Wednesday, September 13, 2006

What is Computer Virus?

In computer security, computer virus is a self-replicating computer program that spreads by inserting copies of itself into other executable code or documents. A computer virus behaves in a way similar to a biological virus, which spreads by inserting itself into living cells. Extending the analogy, the insertion of a virus into the program is termed as an "infection", and the infected file, or executable code that is not part of a file, is called a "host". Viruses are one of the several types of malicious software or malware. In common parlance, the term virus is often extended to refer to worms, trojan horses and other sorts of malware; viruses in the narrow sense of the word are less common than they used to be, compared to other forms of malware.

While viruses can be intentionally destructive, for example, by destroying data, many other viruses are fairly benign or merely annoying. Some viruses have a delayed payload, which is sometimes called a bomb. For example, a virus might display a message on a specific day or wait until it has infected a certain number of hosts. A time bomb occurs during a particular date or time, and a logic bomb occurs when the user of a computer takes an action that triggers the bomb. The predominant negative effect of viruses is their uncontrolled self-reproduction, which wastes or overwhelms computer resources.
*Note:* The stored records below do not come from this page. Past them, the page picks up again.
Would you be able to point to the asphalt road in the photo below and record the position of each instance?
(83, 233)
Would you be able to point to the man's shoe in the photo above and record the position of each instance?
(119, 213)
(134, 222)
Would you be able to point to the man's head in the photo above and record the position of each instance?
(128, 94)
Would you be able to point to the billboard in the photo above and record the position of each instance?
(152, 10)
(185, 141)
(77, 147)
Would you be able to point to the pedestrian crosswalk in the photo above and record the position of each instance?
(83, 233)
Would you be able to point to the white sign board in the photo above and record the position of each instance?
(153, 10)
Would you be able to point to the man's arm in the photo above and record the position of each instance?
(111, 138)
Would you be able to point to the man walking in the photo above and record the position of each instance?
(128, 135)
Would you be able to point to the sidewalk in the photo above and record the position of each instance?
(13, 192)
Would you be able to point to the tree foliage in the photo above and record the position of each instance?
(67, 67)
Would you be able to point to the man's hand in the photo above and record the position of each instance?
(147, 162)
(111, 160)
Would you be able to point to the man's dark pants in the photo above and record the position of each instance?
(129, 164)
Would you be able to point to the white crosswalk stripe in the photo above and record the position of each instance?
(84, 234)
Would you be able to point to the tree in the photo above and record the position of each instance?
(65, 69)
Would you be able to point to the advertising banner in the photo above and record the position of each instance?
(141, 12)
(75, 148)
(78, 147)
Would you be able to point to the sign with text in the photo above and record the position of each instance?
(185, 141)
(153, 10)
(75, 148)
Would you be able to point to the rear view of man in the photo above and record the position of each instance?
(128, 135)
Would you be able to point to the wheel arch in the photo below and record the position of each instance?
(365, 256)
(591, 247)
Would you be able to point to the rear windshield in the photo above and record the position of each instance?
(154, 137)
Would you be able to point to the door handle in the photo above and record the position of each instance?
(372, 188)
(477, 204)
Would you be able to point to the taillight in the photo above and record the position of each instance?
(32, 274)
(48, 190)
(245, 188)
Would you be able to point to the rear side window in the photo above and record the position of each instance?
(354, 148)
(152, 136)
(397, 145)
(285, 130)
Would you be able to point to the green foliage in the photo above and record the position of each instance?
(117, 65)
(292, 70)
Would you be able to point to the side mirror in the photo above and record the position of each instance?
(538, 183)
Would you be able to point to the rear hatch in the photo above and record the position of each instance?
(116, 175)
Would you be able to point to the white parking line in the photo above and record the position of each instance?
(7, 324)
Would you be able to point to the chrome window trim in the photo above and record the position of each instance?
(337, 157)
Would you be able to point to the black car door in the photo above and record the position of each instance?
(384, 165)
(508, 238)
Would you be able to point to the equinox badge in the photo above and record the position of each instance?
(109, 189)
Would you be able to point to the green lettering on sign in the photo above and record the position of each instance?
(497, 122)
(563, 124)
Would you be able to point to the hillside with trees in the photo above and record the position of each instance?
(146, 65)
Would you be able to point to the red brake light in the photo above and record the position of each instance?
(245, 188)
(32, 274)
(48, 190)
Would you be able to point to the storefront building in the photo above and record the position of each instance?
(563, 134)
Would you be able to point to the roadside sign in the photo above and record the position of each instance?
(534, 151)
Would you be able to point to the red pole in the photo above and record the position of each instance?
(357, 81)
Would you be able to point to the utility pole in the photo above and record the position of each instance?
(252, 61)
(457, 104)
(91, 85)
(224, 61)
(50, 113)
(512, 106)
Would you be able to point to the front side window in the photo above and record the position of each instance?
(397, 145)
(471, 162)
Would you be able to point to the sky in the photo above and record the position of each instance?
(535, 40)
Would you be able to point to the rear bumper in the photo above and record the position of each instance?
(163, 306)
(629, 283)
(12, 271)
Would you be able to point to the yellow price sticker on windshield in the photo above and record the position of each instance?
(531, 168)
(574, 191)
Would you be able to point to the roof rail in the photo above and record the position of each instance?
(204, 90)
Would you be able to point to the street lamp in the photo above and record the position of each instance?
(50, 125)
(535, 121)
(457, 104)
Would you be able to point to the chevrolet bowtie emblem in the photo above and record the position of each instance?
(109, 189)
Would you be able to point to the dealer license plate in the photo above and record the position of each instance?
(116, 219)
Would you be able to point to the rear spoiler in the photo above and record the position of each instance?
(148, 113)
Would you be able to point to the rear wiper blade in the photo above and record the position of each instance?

Today, viruses are somewhat less common than network-borne worms, due to the popularity of the Internet. Anti-virus software, originally designed to protect computers from viruses, has in turn expanded to cover worms and other threats such as spyware, identity theft and adware. Included in the many types of viruses are:

Trojan horses
A Trojan horse is just a computer program. The program pretends to do one thing (like claim to be a picture) but actually does damage when one starts it (it can completely erase one's files). Trojan horses cannot replicate automatically.

Worms
A worm is a piece of software that uses computer networks and security flaws to create copies of itself. A copy of the worm will scan the network for any other machine that has a specific security flaw. It replicates itself to the new machine using the security flaw, and then begins scanning and replicating anew.

E-mail viruses
An e-mail virus will use an e-mail message as a mode of transport, and usually will copy itself by automatically mailing itself to hundreds of people in the victim's address book.

Read more click here: http://en.wikipedia.org/wiki/Computer_virus
"Why people write computer viruses", BBC News, date.

Comments:
As long as you don't open a file from unknown source and attached file from Email, you should be safe or free from infection? Not at all, Beware of opening attached file with exe, doc, xls, they can be hided .EXE files for you. As I told you before, most of the ANTIVIRUS Software will not clean your PC completely. There is no ending of infection as long as your PC has installed one of those Antivirus software.

Reminder: All AntiVirus, AntiSpyware, AntiAdware.........are all Rubbishware, DON'T BE FOOLED by them!!!

Also, Antivirus software doesn't removed the program (TROJAN or WORMS) in your PC they just rename the EXE or stop the program by modifying the active file. Therefore it is still recommend you to Reformat the hardisk and reinstalled Windows XP. I believed it is the Cheapest and Clean method. So, please get ready your backup data and prepare for reformat anytime from now.